Media savvy

Media savvy december

Drug abuse and HIV continue to present profound challenges to the health of gay people, but a climate of moral panic and blaming the gay scene is counterproductive… We need a more sophisticated analysis of the reasons driving high-risk behaviour among some gay men. Without this under­standing, any future NHS responses to chemsex are destined to fail.
Marco Scalvini, Guardian, 10 November

A major reason for the media coverage of chemsex as destructive is that most of the first-hand accounts of the experience come from people who present it as a problem at sexual health clinics. The media then select the most horrifying of these…. As for the connection between chemsex and HIV transmission, there is little academic consensus on this.
Jamie Hakim, Independent, 25 November

Addressing chemsex-related morbidities should be a public health priority. However, in England funding for specialist sexual health and drugs services is waning and commissioning for these services is complex. English sexual health services tend to be open access, with costs charged back to local authorities. Drug services tend to be authority specific with users having to attend a service within their borough of residence.
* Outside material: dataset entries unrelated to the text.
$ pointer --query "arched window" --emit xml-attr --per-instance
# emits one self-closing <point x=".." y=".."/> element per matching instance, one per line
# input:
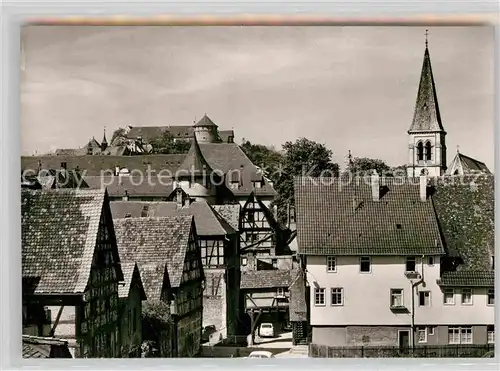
<point x="428" y="151"/>
<point x="420" y="151"/>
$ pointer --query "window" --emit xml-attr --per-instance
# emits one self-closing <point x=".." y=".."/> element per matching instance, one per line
<point x="449" y="297"/>
<point x="411" y="263"/>
<point x="491" y="334"/>
<point x="466" y="296"/>
<point x="396" y="298"/>
<point x="428" y="151"/>
<point x="365" y="264"/>
<point x="422" y="335"/>
<point x="337" y="296"/>
<point x="331" y="264"/>
<point x="212" y="253"/>
<point x="319" y="296"/>
<point x="491" y="297"/>
<point x="424" y="298"/>
<point x="460" y="335"/>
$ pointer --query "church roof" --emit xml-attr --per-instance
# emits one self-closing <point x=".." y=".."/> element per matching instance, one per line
<point x="194" y="162"/>
<point x="205" y="121"/>
<point x="343" y="219"/>
<point x="467" y="165"/>
<point x="426" y="116"/>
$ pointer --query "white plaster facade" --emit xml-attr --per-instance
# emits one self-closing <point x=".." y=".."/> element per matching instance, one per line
<point x="366" y="297"/>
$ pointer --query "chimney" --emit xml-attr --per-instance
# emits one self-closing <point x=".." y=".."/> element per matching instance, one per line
<point x="423" y="188"/>
<point x="375" y="180"/>
<point x="179" y="198"/>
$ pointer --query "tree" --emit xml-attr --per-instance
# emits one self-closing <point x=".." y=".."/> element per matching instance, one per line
<point x="301" y="158"/>
<point x="165" y="144"/>
<point x="118" y="133"/>
<point x="362" y="166"/>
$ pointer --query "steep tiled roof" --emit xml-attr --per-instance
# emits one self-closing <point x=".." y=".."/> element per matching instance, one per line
<point x="465" y="210"/>
<point x="205" y="121"/>
<point x="194" y="162"/>
<point x="130" y="272"/>
<point x="468" y="279"/>
<point x="44" y="347"/>
<point x="208" y="222"/>
<point x="341" y="218"/>
<point x="265" y="279"/>
<point x="224" y="157"/>
<point x="426" y="116"/>
<point x="231" y="213"/>
<point x="155" y="240"/>
<point x="465" y="165"/>
<point x="105" y="165"/>
<point x="155" y="279"/>
<point x="133" y="186"/>
<point x="59" y="232"/>
<point x="298" y="305"/>
<point x="148" y="133"/>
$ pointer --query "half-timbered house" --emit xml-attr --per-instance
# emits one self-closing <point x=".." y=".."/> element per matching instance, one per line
<point x="70" y="266"/>
<point x="171" y="241"/>
<point x="131" y="294"/>
<point x="218" y="242"/>
<point x="260" y="232"/>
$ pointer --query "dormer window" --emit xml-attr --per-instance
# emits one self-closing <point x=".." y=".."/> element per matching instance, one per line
<point x="411" y="264"/>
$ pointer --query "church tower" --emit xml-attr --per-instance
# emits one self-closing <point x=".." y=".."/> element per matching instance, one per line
<point x="427" y="144"/>
<point x="206" y="131"/>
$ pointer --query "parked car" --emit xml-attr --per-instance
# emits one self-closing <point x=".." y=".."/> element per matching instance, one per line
<point x="207" y="331"/>
<point x="260" y="354"/>
<point x="266" y="330"/>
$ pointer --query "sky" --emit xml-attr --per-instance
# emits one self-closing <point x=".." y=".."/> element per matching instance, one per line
<point x="350" y="88"/>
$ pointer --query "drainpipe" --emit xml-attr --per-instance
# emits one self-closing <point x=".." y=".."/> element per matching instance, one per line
<point x="413" y="287"/>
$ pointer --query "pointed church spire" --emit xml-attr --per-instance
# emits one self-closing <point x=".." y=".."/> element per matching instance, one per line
<point x="427" y="117"/>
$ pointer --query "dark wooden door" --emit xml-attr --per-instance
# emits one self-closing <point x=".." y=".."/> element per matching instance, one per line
<point x="404" y="341"/>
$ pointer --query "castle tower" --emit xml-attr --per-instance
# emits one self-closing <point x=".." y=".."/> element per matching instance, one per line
<point x="196" y="177"/>
<point x="206" y="131"/>
<point x="427" y="144"/>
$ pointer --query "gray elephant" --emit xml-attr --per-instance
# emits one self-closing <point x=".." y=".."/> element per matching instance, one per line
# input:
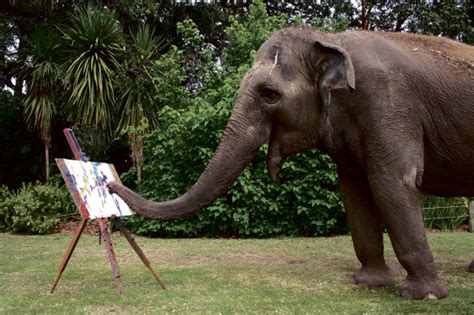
<point x="394" y="111"/>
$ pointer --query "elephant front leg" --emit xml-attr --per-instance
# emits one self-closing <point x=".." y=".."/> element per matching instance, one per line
<point x="366" y="231"/>
<point x="397" y="197"/>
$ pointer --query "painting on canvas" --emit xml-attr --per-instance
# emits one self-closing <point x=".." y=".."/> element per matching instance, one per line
<point x="87" y="183"/>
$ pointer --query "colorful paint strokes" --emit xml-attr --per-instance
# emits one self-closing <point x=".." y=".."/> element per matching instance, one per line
<point x="87" y="183"/>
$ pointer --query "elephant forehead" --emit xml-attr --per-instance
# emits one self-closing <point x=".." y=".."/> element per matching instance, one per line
<point x="275" y="56"/>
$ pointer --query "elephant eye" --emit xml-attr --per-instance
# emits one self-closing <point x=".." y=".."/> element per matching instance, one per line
<point x="269" y="95"/>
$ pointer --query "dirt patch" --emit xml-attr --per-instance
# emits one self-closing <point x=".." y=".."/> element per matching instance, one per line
<point x="243" y="259"/>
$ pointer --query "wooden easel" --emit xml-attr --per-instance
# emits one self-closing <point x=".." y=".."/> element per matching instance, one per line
<point x="104" y="231"/>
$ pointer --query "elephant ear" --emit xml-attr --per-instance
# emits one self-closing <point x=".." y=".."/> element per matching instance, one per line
<point x="336" y="70"/>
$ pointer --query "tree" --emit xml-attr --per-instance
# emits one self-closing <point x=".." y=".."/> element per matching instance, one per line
<point x="44" y="76"/>
<point x="95" y="49"/>
<point x="138" y="109"/>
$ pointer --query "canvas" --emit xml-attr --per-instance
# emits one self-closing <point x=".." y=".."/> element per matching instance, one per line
<point x="87" y="183"/>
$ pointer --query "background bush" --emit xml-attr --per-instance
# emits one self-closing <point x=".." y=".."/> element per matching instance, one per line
<point x="34" y="209"/>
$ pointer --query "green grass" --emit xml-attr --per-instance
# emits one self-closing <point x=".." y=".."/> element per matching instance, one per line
<point x="209" y="276"/>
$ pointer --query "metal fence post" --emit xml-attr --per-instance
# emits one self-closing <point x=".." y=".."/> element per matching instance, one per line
<point x="471" y="215"/>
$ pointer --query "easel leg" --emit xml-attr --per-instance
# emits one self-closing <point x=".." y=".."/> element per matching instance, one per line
<point x="140" y="253"/>
<point x="103" y="224"/>
<point x="69" y="252"/>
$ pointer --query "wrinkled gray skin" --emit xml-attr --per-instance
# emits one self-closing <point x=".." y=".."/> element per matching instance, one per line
<point x="394" y="111"/>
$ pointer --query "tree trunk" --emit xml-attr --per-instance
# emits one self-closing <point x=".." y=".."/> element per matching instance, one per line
<point x="46" y="159"/>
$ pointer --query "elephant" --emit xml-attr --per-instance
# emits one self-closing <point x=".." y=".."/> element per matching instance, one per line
<point x="394" y="111"/>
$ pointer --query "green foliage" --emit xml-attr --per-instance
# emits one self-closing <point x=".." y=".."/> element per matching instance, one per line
<point x="33" y="208"/>
<point x="247" y="35"/>
<point x="305" y="203"/>
<point x="96" y="45"/>
<point x="445" y="213"/>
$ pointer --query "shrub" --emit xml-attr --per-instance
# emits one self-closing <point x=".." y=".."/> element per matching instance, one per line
<point x="34" y="208"/>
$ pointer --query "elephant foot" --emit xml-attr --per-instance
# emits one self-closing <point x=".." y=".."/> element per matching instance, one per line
<point x="370" y="277"/>
<point x="422" y="289"/>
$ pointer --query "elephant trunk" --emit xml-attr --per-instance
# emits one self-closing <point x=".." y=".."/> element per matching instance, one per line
<point x="245" y="132"/>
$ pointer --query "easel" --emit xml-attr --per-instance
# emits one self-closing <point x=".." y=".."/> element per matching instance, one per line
<point x="104" y="230"/>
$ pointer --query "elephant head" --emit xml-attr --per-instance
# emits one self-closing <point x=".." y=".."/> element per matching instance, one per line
<point x="281" y="101"/>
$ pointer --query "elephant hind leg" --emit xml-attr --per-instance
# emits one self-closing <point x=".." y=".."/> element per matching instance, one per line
<point x="366" y="231"/>
<point x="398" y="199"/>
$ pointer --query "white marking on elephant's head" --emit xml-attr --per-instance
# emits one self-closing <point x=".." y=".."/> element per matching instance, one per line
<point x="409" y="179"/>
<point x="275" y="63"/>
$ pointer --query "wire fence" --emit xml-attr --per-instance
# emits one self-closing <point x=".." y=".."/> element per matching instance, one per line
<point x="441" y="213"/>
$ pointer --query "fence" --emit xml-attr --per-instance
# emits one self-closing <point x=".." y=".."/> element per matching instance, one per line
<point x="448" y="213"/>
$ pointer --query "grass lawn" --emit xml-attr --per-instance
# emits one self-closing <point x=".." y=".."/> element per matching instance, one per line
<point x="260" y="276"/>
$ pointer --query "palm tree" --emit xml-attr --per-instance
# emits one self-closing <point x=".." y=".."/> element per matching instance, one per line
<point x="44" y="80"/>
<point x="96" y="46"/>
<point x="138" y="109"/>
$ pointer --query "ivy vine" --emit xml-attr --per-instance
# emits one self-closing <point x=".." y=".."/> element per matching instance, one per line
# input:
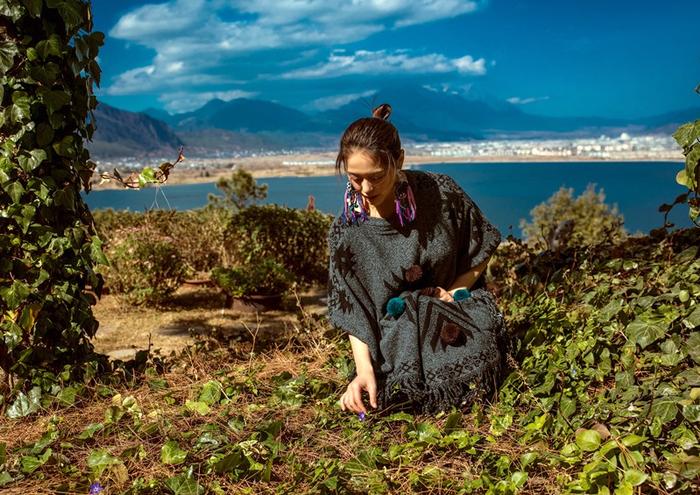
<point x="48" y="245"/>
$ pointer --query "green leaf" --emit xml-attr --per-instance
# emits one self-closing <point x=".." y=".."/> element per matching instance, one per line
<point x="645" y="330"/>
<point x="15" y="190"/>
<point x="211" y="393"/>
<point x="15" y="294"/>
<point x="65" y="147"/>
<point x="519" y="478"/>
<point x="693" y="342"/>
<point x="99" y="460"/>
<point x="25" y="405"/>
<point x="96" y="251"/>
<point x="184" y="485"/>
<point x="199" y="407"/>
<point x="33" y="7"/>
<point x="588" y="440"/>
<point x="635" y="477"/>
<point x="171" y="453"/>
<point x="44" y="134"/>
<point x="691" y="412"/>
<point x="5" y="478"/>
<point x="66" y="397"/>
<point x="631" y="440"/>
<point x="31" y="463"/>
<point x="8" y="50"/>
<point x="50" y="46"/>
<point x="687" y="134"/>
<point x="20" y="109"/>
<point x="90" y="431"/>
<point x="624" y="489"/>
<point x="664" y="409"/>
<point x="55" y="100"/>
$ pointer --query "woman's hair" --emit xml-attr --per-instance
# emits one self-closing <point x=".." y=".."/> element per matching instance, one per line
<point x="374" y="135"/>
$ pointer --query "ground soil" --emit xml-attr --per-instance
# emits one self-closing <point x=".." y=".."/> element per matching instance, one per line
<point x="195" y="311"/>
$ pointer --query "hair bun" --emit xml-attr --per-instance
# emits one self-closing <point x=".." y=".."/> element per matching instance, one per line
<point x="383" y="111"/>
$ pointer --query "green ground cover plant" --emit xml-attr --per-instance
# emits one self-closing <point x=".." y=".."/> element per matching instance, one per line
<point x="603" y="397"/>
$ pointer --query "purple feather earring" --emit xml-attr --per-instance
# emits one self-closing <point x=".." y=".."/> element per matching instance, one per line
<point x="405" y="202"/>
<point x="353" y="210"/>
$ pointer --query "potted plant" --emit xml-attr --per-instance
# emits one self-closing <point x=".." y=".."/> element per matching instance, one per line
<point x="254" y="286"/>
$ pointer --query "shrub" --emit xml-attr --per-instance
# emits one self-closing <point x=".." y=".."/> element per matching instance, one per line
<point x="563" y="221"/>
<point x="263" y="278"/>
<point x="197" y="234"/>
<point x="239" y="191"/>
<point x="145" y="267"/>
<point x="295" y="238"/>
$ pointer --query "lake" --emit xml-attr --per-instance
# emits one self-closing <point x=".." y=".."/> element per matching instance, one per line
<point x="505" y="192"/>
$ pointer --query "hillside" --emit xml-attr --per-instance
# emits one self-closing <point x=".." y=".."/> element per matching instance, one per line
<point x="602" y="397"/>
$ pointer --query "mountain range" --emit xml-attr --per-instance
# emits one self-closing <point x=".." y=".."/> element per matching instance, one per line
<point x="421" y="114"/>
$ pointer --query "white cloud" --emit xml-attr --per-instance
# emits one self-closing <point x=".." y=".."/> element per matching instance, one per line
<point x="193" y="39"/>
<point x="517" y="100"/>
<point x="337" y="101"/>
<point x="183" y="101"/>
<point x="383" y="62"/>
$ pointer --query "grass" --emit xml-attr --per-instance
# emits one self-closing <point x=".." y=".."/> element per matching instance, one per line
<point x="603" y="397"/>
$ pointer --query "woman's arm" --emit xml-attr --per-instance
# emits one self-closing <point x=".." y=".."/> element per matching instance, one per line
<point x="467" y="279"/>
<point x="365" y="379"/>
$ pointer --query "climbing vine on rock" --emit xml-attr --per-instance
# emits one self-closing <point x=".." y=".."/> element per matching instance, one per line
<point x="48" y="246"/>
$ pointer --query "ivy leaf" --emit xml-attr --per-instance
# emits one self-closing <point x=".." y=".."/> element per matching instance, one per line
<point x="20" y="107"/>
<point x="16" y="294"/>
<point x="90" y="431"/>
<point x="691" y="412"/>
<point x="171" y="453"/>
<point x="184" y="485"/>
<point x="693" y="342"/>
<point x="687" y="134"/>
<point x="55" y="100"/>
<point x="211" y="393"/>
<point x="7" y="56"/>
<point x="631" y="440"/>
<point x="15" y="190"/>
<point x="645" y="330"/>
<point x="50" y="46"/>
<point x="199" y="407"/>
<point x="664" y="409"/>
<point x="588" y="440"/>
<point x="65" y="147"/>
<point x="33" y="7"/>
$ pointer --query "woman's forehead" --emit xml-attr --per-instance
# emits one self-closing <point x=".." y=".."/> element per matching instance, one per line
<point x="362" y="163"/>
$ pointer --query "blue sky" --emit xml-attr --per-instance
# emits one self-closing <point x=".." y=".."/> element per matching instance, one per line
<point x="566" y="58"/>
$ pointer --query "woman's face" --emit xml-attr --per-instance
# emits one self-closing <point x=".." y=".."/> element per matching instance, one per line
<point x="368" y="177"/>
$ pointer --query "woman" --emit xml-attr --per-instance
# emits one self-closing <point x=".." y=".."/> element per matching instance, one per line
<point x="404" y="254"/>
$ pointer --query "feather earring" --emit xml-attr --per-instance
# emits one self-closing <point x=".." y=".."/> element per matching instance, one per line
<point x="405" y="202"/>
<point x="354" y="210"/>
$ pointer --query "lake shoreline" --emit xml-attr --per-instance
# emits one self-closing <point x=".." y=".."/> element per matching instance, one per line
<point x="203" y="171"/>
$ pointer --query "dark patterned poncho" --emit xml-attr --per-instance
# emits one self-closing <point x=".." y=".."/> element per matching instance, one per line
<point x="434" y="354"/>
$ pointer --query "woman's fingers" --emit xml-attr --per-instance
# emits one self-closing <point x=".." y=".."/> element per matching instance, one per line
<point x="372" y="391"/>
<point x="356" y="391"/>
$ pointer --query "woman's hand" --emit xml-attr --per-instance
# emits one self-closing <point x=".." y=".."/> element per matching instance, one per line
<point x="443" y="295"/>
<point x="352" y="398"/>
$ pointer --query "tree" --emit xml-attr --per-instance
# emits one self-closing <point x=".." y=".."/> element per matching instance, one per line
<point x="239" y="191"/>
<point x="48" y="245"/>
<point x="564" y="221"/>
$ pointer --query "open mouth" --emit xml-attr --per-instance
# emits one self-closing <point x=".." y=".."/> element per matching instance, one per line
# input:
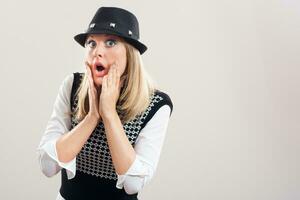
<point x="99" y="68"/>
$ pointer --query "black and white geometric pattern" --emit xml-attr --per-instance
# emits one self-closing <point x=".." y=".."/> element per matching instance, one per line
<point x="94" y="157"/>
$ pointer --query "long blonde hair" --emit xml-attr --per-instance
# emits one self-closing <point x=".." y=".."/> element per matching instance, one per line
<point x="135" y="94"/>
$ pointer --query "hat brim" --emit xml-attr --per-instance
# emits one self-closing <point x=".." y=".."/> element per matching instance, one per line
<point x="81" y="39"/>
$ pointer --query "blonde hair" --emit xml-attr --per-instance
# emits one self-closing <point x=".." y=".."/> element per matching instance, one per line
<point x="135" y="95"/>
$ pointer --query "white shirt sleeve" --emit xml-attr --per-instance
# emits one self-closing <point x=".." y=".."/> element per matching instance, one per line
<point x="58" y="124"/>
<point x="147" y="147"/>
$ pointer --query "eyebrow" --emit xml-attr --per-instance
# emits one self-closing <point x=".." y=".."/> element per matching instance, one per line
<point x="106" y="35"/>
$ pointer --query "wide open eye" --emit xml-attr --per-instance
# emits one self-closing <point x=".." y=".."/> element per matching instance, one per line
<point x="91" y="43"/>
<point x="110" y="42"/>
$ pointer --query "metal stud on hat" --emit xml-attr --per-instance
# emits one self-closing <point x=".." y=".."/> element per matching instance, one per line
<point x="112" y="25"/>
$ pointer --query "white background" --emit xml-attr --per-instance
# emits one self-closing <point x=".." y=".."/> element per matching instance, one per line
<point x="230" y="67"/>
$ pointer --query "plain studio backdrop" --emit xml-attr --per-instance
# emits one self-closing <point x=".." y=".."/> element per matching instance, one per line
<point x="230" y="67"/>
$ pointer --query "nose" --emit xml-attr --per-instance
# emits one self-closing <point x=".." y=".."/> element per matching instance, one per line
<point x="100" y="50"/>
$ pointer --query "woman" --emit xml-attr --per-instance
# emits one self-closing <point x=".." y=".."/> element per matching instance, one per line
<point x="108" y="125"/>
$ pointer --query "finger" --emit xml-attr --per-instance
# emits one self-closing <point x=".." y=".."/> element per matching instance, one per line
<point x="104" y="83"/>
<point x="92" y="87"/>
<point x="109" y="77"/>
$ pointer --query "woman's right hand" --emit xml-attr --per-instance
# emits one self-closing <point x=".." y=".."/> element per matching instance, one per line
<point x="93" y="95"/>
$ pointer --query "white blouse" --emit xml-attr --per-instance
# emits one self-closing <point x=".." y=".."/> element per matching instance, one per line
<point x="147" y="147"/>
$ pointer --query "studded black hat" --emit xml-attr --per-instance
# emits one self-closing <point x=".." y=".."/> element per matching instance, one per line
<point x="115" y="21"/>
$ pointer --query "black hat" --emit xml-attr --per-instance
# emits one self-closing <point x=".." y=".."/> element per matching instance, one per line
<point x="115" y="21"/>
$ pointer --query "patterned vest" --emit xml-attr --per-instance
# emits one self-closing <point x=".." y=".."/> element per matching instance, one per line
<point x="95" y="174"/>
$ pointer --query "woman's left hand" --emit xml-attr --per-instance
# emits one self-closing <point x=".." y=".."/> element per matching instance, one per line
<point x="110" y="91"/>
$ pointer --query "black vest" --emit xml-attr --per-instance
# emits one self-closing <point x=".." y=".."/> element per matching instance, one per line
<point x="95" y="177"/>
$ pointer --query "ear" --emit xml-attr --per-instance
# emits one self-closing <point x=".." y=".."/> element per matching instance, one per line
<point x="122" y="80"/>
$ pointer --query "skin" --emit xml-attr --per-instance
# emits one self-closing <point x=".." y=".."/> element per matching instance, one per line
<point x="103" y="95"/>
Despite the different funding streams, creating centres of excellence for sexual health and drug services could be a cost effective solution to diminished resources in both sectors.
BMJ editorial, 3 November

Around the world, about 25 countries including Australia, the Czech Republic, Portugal and Switzerland have initiated reform. Even Iran’s theocracy brought in progressive harm-reduction measures and has influential voices calling for cannabis and opium legal­isation. Slowly but surely we are seeing the end of stupid policies to prohibit drug use that are not only stunningly illiberal but damage users, families, communities and entire countries.
Ian Birrell, Independent, 9 November

If governments really want to limit the harm from drugs – saving addicts’ lives, crushing dealers’ profits and slashing the number of people who take them in the first place – then they must seize control of the market themselves.
Economist editorial, 7 November

If people are going to use narcotics, it is best they do so safely. Relaxing the legislation on drug use, coupled with access to injection rooms, really is our only way forward.
Lorraine Courtney, Irish Independent, 6 November

What do modern terrorists have in common? Yes, they are fanatical, and usually (but not always) from ethnic minorities. But there’s something else very interesting. They are invariably on mind-altering drugs, usually cannabis.